Travel industry fears shutdown damage
America’s busiest airport, Atlanta’s Hartsfield-Jackson International, is a blur of activity on the best of days. But an extra layer of anxiety gripped the airport Friday, the eve of a three-day holiday weekend. The partial government shutdown — the longest ever — has thinned the ranks of federal workers who staff airport security lines.
The scene at most of the nation’s airports has so far been marked more by concerned passengers showing up early than by missed flights. Longer lines are evident at some airports, but delays resulting from a rise in federal security screeners calling in sick have been slight.
Yet concern is growing. President Donald Trump and Democrats in Congress remain far apart over Trump’s insistence on funding for a wall along the Mexican border as the price of reopening the government. With the two sides trading taunts and avoiding talks, travel industry analysts and economists are calculating the potential damage if the shutdown drags into February or beyond.
Airlines and hotels would suffer. So would parks and restaurants that cater to travelers. And, eventually, the broader U.S. economy, already absorbing a trade war with China and a global economic slowdown, would endure another blow.
The travel and tourism industries generate about $1.6 trillion in U.S. economic activity — one-twelfth of the economy — and one in 20 jobs, according to the Commerce Department. Macroeconomic Advisers says it expects the economy to expand at just a 1.4 percent annual rate in the first three months of this year, down from its previous forecast of 1.6 percent, because of reduced government spending during the shutdown.
With Martin Luther King Jr.

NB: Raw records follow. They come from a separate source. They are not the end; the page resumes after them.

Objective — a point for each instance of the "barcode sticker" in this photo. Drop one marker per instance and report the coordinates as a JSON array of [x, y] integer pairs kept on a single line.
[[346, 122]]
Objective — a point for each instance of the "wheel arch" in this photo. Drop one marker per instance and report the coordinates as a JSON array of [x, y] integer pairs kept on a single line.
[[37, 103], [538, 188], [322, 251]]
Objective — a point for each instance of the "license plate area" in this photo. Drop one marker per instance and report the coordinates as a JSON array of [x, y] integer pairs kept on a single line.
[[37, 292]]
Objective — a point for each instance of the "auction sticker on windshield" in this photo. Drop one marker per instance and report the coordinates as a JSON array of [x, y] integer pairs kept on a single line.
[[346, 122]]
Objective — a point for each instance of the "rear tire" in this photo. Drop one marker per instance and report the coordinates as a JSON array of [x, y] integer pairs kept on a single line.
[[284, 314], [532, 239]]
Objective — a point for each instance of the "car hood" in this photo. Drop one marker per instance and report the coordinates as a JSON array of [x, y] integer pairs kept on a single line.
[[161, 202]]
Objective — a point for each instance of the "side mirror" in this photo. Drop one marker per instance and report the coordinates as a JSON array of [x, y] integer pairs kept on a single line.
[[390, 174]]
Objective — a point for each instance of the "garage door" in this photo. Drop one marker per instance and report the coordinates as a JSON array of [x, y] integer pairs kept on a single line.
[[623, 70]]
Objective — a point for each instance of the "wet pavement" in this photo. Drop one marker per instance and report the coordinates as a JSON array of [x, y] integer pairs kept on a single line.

Day on Monday, a federal holiday, the Transportation Security Administration predicts it will screen more than 8 million passengers between Friday and Monday, up 10.8 percent from last year’s MLK weekend. And it will do so with fewer screeners. On Thursday, the TSA said 6.4 percent of screeners missed work, nearly double the 3.8 percent rate the same day in 2018.
A TSA spokesman said the agency was offering overtime to screeners for this weekend, though those workers wouldn’t be paid for their regular pay or for overtime until the shutdown eventually ends.
On top of potentially longer airport security lines this weekend, a blast of winter weather could snarl travel this weekend in the Midwest and Northeast.
Hartsfield-Jackson Atlanta International, home to Delta Air Lines, has likely been the hardest hit airport. Delta said this week that the shutdown will cost it $25 million in January because fewer federal employees and contractors will be flying. By contrast, United Airlines, which has a substantial presence around Washington, D.C., said it hasn’t felt much impact yet.
Some in the airline industry and even in Congress have suggested that longer TSA security lines could exert enough pressure on politicians to break the stalemate that is keeping the government shuttered.
Others have all but lost hope.
“I would love to think that politicians understand that travel and tourism is an incredibly important gear in the economy,” said Ninan Chacko, CEO of Travel Leaders Group, which owns and manages travel agencies, “but I don’t think that is really the rational discussion that is taking place in Washington.”